Anthropology is a broad discipline, comprised of linked subspecialties. Physical. Cultural. Archaeological. Linguistic. Our department has the full quartet. Members of each group were feeling a need to have their say.
George Petrella is a linguist who researches myth as a narrative of individual and collective identity. Occasionally he says something I understand.
At the moment, Petrella was objecting to the wording reducible to four distinct fields. He was proposing substitution of the phrase divisible into.
Cheresa Bickham, a Southwestern archaeologist, and Jennifer Roberts, a specialist in cross-cultural belief systems, were holding firm for reducible to.
Tiring of my galactic pointillism, and not able to reduce or divide my ennui into any matters of interest, I switched to calligraphy.
Temperance. The trait of avoiding excess.
Double order, please. Side of restraint. Hold the ego.
Time check.
Two fifty-eight.
The verbiage flowed on.
At 3:10 a vote was taken. Divisible into carried the day.

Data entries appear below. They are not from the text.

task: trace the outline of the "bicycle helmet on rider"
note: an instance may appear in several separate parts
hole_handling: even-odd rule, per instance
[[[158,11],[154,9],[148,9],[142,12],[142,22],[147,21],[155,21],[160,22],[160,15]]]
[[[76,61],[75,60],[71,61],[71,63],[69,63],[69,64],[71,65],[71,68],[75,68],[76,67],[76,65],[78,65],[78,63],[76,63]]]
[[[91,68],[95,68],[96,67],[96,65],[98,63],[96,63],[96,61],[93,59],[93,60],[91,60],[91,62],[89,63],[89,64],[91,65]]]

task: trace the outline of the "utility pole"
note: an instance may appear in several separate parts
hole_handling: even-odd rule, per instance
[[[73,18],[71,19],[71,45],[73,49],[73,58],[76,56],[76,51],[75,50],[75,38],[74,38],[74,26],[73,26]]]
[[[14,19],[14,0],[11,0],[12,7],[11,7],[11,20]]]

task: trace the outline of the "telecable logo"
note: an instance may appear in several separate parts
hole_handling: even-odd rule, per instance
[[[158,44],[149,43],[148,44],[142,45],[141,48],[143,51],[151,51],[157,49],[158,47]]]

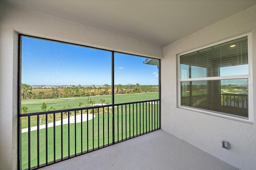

Evander Doe, department chair for over a decade, was presiding. Though roughly my age, Doe looks like someone out of a Grant Wood painting. Bald. Owlish wire-rims. Pachyderm ears.
Most who know Doe consider him dour. Not me. Ive seen the man smile at least two or three times.
Having put divisible into behind him, Doe proceeded to the next burning issue. I halted my swirly lettering to listen.
Should the departments mission statement stress historical ties to the humanities and critical theory, or should it emphasize the emerging role of the natural sciences and empirical observation?
My aborted autobiography had been smack on. I would die of boredom before this meeting adjourned.
Sudden mental image. The infamous sensory deprivation experiments of the 1950s. I pictured volunteers wearing opaque goggles and padded hand muffs, lying on cots in white-noise chambers.
I listed their symptoms and compared them to my present state.
Anxiety. Depression. Antisocial behavior. Hallucination.
I crossed out the fourth item. Though stressed and irritable, I wasnt hallucinating. Yet. Not that Id mind. A vivid vision would have provided diversion.